Proton uptake mechanism in bacteriorhodopsin

Proton uptake mechanism in bacteriorhodopsin

Researchers have used the Swiss Light Source SLS to record a molecular energy machine in action and thus to reveal how energy production at cell membranes works. For this purpose they developed a new investigative method that could make the analysis of cellular processes significantly more effective than before. They have now published their results in the journal Science.

In all living things, structural changes in proteins are responsible for many biochemically controlled functions, for example energy production at cell membranes. The protein bacteriorhodopsin occurs in microorganisms that live on the surface of lakes, streams, and other bodies of water. Activated by sunlight, this molecule pumps positively charged particles, protons, from the inside to the outside through the cell membrane. While doing this, it is constantly changing its structure.

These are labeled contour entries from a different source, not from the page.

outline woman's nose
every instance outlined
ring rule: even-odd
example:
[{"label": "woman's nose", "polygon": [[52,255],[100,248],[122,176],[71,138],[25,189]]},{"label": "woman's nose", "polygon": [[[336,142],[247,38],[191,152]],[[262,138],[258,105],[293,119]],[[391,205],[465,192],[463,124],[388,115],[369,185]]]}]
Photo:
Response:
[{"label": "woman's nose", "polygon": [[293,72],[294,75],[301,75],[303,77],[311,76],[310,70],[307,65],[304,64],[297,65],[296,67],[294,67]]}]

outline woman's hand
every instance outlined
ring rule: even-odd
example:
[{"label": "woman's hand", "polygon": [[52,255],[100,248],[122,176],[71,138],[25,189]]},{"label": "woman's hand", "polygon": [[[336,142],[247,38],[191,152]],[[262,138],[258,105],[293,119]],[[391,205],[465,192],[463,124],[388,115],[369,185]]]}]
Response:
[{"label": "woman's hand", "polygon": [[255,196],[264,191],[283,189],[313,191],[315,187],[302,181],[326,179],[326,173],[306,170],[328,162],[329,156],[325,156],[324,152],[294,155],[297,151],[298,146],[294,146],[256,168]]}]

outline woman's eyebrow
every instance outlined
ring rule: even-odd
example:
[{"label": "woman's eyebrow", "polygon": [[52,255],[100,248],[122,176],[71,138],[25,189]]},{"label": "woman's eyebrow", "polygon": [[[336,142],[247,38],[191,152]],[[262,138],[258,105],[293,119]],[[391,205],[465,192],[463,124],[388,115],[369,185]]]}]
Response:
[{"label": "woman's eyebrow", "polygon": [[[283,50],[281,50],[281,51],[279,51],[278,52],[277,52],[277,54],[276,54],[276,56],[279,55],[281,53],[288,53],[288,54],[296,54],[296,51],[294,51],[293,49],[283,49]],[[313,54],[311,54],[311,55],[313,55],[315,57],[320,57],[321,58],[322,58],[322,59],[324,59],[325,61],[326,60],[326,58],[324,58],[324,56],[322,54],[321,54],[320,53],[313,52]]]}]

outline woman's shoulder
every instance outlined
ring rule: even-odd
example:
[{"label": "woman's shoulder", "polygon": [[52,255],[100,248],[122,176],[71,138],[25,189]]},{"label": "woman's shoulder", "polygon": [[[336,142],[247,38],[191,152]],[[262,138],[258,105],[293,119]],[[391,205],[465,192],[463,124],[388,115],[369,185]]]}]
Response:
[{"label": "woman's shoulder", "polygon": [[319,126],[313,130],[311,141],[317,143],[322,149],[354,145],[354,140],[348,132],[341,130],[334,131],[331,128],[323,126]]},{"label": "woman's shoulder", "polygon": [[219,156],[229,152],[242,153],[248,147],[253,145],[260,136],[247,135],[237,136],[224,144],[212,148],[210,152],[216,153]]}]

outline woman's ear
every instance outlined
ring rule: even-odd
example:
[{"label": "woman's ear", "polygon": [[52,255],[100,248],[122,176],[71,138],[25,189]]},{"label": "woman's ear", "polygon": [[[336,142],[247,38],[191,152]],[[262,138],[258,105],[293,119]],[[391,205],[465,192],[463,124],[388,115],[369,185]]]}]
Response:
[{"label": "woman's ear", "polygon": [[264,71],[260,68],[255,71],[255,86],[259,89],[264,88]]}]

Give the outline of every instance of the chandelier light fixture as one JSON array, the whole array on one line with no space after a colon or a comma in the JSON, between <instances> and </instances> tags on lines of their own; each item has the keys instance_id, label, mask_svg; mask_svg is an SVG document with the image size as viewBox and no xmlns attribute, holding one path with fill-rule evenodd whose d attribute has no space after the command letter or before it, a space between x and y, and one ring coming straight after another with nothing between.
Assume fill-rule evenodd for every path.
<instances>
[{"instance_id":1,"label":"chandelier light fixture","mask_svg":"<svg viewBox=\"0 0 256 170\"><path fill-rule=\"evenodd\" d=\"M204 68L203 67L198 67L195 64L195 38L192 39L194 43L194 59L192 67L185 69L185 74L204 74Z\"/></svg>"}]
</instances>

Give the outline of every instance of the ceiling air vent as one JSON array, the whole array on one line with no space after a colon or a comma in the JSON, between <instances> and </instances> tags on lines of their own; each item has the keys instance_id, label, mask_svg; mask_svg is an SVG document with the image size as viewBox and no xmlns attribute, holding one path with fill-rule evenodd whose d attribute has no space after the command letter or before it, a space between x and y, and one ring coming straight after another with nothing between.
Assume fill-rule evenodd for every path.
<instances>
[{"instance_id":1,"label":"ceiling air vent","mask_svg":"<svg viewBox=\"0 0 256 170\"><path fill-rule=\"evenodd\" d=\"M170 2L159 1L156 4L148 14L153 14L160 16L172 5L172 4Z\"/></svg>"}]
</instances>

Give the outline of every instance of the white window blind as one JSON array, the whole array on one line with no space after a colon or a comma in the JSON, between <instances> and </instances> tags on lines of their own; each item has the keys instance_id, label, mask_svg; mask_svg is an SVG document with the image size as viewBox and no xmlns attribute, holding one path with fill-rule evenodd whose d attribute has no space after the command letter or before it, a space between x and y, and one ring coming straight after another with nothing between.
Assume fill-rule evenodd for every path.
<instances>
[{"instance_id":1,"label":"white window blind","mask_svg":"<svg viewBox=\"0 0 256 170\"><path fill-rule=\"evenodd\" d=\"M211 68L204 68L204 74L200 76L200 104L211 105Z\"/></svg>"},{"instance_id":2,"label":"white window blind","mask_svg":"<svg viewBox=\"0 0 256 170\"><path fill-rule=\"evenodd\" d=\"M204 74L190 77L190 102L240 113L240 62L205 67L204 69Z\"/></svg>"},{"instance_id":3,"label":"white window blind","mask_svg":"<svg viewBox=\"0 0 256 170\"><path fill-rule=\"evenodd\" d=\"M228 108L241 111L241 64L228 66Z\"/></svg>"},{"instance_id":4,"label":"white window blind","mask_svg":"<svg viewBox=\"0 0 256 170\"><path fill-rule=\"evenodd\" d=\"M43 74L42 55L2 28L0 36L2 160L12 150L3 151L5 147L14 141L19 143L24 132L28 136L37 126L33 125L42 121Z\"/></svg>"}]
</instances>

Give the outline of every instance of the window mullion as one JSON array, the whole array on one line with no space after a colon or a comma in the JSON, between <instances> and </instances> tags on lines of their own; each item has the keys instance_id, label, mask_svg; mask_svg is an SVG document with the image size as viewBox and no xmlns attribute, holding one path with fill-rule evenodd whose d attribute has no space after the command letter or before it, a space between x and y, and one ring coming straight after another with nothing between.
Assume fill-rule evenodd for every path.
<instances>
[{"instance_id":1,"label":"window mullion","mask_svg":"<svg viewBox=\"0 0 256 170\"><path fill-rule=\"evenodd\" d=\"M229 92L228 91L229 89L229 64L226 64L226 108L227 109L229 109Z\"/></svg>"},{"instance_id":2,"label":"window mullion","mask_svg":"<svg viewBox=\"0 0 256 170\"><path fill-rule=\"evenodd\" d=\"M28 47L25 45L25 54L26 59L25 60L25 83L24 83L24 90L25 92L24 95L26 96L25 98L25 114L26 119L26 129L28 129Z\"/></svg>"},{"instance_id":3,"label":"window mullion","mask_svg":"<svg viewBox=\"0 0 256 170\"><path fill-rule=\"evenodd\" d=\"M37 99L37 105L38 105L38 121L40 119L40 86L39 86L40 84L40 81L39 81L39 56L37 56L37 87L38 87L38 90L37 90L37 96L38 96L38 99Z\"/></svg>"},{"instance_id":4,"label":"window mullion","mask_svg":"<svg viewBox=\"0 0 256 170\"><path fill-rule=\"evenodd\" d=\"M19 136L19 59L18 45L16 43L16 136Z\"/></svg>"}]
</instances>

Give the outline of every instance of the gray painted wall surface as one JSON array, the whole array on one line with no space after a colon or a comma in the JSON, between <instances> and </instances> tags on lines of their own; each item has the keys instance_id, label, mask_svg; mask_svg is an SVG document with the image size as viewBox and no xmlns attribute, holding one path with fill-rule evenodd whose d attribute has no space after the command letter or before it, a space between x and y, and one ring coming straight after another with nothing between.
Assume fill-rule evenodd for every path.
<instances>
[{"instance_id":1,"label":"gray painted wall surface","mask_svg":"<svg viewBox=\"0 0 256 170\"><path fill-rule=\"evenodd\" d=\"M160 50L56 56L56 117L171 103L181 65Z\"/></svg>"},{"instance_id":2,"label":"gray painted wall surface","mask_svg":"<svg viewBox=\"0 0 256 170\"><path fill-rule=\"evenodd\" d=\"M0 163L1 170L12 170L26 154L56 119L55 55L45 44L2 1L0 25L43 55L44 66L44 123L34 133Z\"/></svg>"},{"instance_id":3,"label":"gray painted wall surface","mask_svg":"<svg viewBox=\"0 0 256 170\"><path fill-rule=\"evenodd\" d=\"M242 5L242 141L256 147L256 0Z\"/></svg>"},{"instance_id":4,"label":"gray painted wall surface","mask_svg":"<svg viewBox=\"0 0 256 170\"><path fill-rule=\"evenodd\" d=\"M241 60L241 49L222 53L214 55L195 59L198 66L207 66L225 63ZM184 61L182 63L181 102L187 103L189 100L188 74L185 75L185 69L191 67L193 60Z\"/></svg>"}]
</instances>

The researchers were already able to elucidate one part of this process at free-electron X-ray lasers (FELs) such as SwissFEL. Now they have also managed to record the still unknown part of the process in a kind of molecular movie. "With the new method at SLS, we can now follow the last part of the movement of bacteriorhodopsin, where the steps are in the millisecond range", explains first author of the paper. "With measurements at FELs in the USA and Japan, we had already measured the first two sub-processes before SwissFEL was commissioned", the author says. "These take place very fast, within femtoseconds to microseconds." A femtosecond is one-trillionth of a second.

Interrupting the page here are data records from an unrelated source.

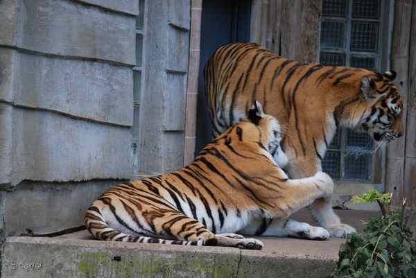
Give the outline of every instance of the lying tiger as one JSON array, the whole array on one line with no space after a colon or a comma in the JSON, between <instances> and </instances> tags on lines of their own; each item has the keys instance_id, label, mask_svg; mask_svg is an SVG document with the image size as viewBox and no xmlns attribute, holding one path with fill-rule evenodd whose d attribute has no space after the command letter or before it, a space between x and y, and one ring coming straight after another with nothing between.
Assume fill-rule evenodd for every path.
<instances>
[{"instance_id":1,"label":"lying tiger","mask_svg":"<svg viewBox=\"0 0 416 278\"><path fill-rule=\"evenodd\" d=\"M395 72L301 64L252 43L218 47L204 69L214 137L245 116L254 99L286 130L282 148L290 178L313 176L338 127L367 132L379 146L403 134L403 101ZM331 236L355 232L341 223L331 203L309 207Z\"/></svg>"},{"instance_id":2,"label":"lying tiger","mask_svg":"<svg viewBox=\"0 0 416 278\"><path fill-rule=\"evenodd\" d=\"M263 243L234 233L327 239L324 229L286 218L329 200L332 180L322 172L288 180L281 139L279 122L256 102L188 166L107 190L87 211L85 225L103 241L241 249Z\"/></svg>"}]
</instances>

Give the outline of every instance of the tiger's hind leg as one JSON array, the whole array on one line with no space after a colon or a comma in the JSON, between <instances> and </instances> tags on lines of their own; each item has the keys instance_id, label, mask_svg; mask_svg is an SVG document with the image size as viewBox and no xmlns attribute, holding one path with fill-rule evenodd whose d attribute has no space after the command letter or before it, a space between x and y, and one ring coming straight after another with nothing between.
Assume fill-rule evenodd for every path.
<instances>
[{"instance_id":1,"label":"tiger's hind leg","mask_svg":"<svg viewBox=\"0 0 416 278\"><path fill-rule=\"evenodd\" d=\"M331 236L345 238L348 234L356 232L353 227L341 223L340 217L333 211L331 203L327 200L315 200L308 209L315 220L329 232Z\"/></svg>"},{"instance_id":2,"label":"tiger's hind leg","mask_svg":"<svg viewBox=\"0 0 416 278\"><path fill-rule=\"evenodd\" d=\"M218 242L218 246L240 249L261 250L263 247L261 241L254 238L245 238L239 234L214 234L200 222L177 211L172 211L170 218L166 219L166 216L154 218L150 226L155 227L156 230L154 232L159 234L168 230L171 236L179 241L210 240L210 242Z\"/></svg>"},{"instance_id":3,"label":"tiger's hind leg","mask_svg":"<svg viewBox=\"0 0 416 278\"><path fill-rule=\"evenodd\" d=\"M263 227L263 229L261 227ZM288 236L320 241L329 237L328 231L322 227L311 226L289 218L257 218L239 232L248 235Z\"/></svg>"}]
</instances>

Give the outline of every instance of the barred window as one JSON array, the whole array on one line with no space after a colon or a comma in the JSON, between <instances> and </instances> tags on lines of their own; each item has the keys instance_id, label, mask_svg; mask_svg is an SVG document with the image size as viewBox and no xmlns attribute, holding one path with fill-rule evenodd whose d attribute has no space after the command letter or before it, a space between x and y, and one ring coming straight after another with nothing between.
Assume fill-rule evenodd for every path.
<instances>
[{"instance_id":1,"label":"barred window","mask_svg":"<svg viewBox=\"0 0 416 278\"><path fill-rule=\"evenodd\" d=\"M385 40L388 40L390 1L323 0L320 62L327 66L347 66L385 71ZM383 10L387 10L383 12ZM386 22L385 22L386 21ZM382 39L384 40L382 40ZM322 160L322 170L334 180L381 182L383 154L373 151L366 133L339 128Z\"/></svg>"}]
</instances>

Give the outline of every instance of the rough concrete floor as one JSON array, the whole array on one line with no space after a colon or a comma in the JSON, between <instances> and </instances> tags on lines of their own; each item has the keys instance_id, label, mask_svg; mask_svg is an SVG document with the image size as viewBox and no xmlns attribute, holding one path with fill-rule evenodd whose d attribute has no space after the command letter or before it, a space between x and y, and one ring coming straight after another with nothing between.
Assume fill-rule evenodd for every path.
<instances>
[{"instance_id":1,"label":"rough concrete floor","mask_svg":"<svg viewBox=\"0 0 416 278\"><path fill-rule=\"evenodd\" d=\"M358 233L380 212L337 210ZM291 217L314 225L306 209ZM416 222L416 221L415 221ZM416 234L416 223L412 230ZM1 277L325 277L345 238L257 237L261 251L95 240L87 231L55 238L8 237Z\"/></svg>"}]
</instances>

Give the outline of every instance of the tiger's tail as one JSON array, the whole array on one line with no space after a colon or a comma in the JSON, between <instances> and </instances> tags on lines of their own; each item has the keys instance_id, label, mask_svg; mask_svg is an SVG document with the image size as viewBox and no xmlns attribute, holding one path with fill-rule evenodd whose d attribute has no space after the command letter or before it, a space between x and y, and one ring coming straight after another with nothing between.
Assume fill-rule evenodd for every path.
<instances>
[{"instance_id":1,"label":"tiger's tail","mask_svg":"<svg viewBox=\"0 0 416 278\"><path fill-rule=\"evenodd\" d=\"M110 227L96 207L91 206L85 213L85 227L96 238L101 241L136 242L143 243L173 244L194 246L218 246L217 238L199 239L197 241L175 241L153 238L146 236L134 236L116 231Z\"/></svg>"}]
</instances>

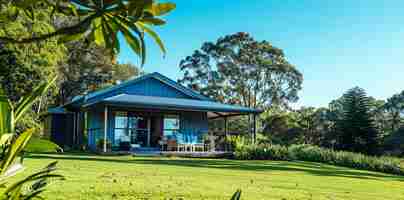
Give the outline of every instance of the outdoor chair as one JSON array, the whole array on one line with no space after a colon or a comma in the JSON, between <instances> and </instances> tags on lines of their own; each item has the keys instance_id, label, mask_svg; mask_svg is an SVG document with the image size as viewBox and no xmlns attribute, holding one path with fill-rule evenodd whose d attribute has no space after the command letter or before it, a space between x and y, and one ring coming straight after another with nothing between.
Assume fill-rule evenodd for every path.
<instances>
[{"instance_id":1,"label":"outdoor chair","mask_svg":"<svg viewBox=\"0 0 404 200\"><path fill-rule=\"evenodd\" d=\"M167 140L167 151L178 151L177 140L175 139Z\"/></svg>"}]
</instances>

To be able to observe such processes, the researchers use so-called "pump-probe" crystallography. With this method, they can take snapshots of protein movements that can then be assembled into movies. For the experiments, proteins are brought into crystal form. A laser beam, imitating sunlight, triggers the sequence of movements in the protein. X-rays that hit the sample afterwards produce diffraction images, which are recorded by a high-resolution detector. From these, computers generate an image of the protein structure at each point in time.

The movie created from the measurements at SLS shows how the structure of the bacteriorhodopsin molecule changes in the next 200 milliseconds after it is activated by light. With that, a complete so-called "photocycle" of the molecule has now been elucidated.

Bacteriorhodopsin functions as a biological machine that pumps protons from inside the cell through the membrane to the outside. This creates a concentration gradient at the cell membrane. On its outer side, there are more protons than on its inner side. The cell uses this gradient to gain energy for its metabolism by allowing protons elsewhere to balance out the externally and internally different concentrations. In doing so, the cell produces ATP, a universal energy source in living things. Subsequently, bacteriorhodopsin restores the concentration gradient.

"In the new study, we were now able to see the largest real-time structural changes in a molecule ever" - by "large" the scientist means nine angstroms, that is, one-millionth of the thickness of a human hair. Through these structural changes, a gap opens up in the protein in which a chain of water molecules forms, and this is responsible for the proton transport through the cell membrane. "Before us, no one had ever observed this water chain directly", the biochemist notes happily.

"Researchers can use the new method and become much more efficient, since worldwide there are many more synchrotrons than free-electron lasers. Besides that, you need fewer protein crystals than are required for experiments at FELs", the author adds.